Il a fallu excaver une caverne de 98 m de long, 25 m de large et de 56 m de hauteur pour permettre de monter les 2 groupes tertiaires de pompage-turbinage équipés d’éléments électromécaniques, soit l’équivalent d’un immeuble de 18 étages.
Mise en service
Alpiq a mandaté Hydro Exploitation SA, l’exploitant actuel, pour la réalisation de tous les essais en vue de la mise en service. Ces essais ont été effectués pas à pas afin de trouver et de solutionner les défauts de jeunesse sans prendre de raccourcis pour gagner du temps et garantir ainsi la sécurité des personnes et des biens ainsi que la qualité.
Les essais pour la mise en service du premier groupe ont commencé le 17 mars 2016 tandis que la marche probatoire débutait le 8 septembre 2016. Le second groupe de 120 MW a fait ses premiers tours de roue le 29 juillet, puis a débuté sa marche probatoire le 21 octobre. Les deux groupes sont en marche commerciale depuis début 2017.
Références
[1] N. Rouge, A. Jaccard, G. Micoulet: Projet FMHL+: à mi-chemin… Wasser Energie Luft 2/2014, pp. 93-100,
2 juin 2014.
[2] N. Rouge, A. Jaccard, G. Micoulet, FMHL+: de l’idée à la mise en service - Doublement réussi de la puissance de pompage-turbinage de la centrale FMHL. Bulletin SEV/VSE 11/2016, novembre 2016.
Liens
FMHL, respectivement les auteurs, adressent de chaleureux remerciements à toutes les entreprises, autorités fédérales, cantonales et communales et à tous les collaborateurs qui ont œuvré depuis plus de 10 ans à la réalisation de ce magnifique projet, sans accident et avec succès.

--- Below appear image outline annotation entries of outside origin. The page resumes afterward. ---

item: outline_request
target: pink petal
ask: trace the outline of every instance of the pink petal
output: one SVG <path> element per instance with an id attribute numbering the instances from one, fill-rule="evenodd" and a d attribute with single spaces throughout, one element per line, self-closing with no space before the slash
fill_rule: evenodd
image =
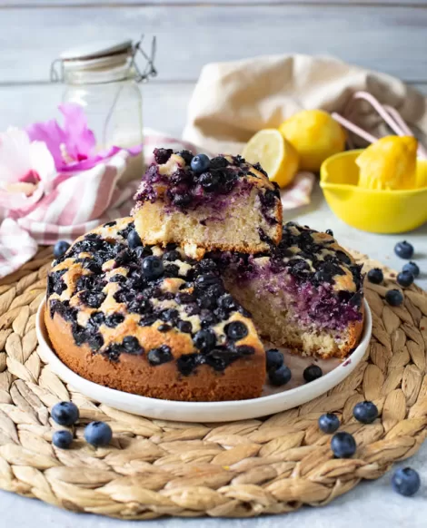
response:
<path id="1" fill-rule="evenodd" d="M 55 119 L 46 122 L 35 122 L 26 128 L 26 132 L 32 142 L 44 142 L 55 161 L 55 166 L 59 169 L 64 164 L 61 144 L 65 142 L 66 136 Z"/>
<path id="2" fill-rule="evenodd" d="M 84 109 L 78 104 L 68 103 L 61 104 L 59 110 L 64 115 L 64 132 L 65 149 L 75 161 L 89 158 L 96 141 L 94 132 L 87 128 L 87 119 Z"/>

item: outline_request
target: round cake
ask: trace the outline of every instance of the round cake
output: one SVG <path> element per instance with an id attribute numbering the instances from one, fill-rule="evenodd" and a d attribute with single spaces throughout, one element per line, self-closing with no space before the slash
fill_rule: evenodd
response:
<path id="1" fill-rule="evenodd" d="M 133 218 L 76 240 L 53 264 L 45 314 L 61 360 L 83 377 L 163 399 L 261 395 L 265 356 L 217 264 L 143 245 Z"/>

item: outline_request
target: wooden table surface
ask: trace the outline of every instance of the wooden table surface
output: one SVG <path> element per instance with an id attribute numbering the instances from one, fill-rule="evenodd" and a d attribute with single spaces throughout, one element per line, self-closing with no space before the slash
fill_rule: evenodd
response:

1) FMHL est une société anonyme appartenant à Romande Energie (41,13%), Alpiq Suisse SA (39,31%), Groupe E (13,13%) et Commune de Lausanne (6,43%). Alpiq Suisse SA a le mandat de gestion de la société et représente le propriétaire dans le cadre du projet FMHL+. Ces installations sont exploitées par Hydro Exploitation SA.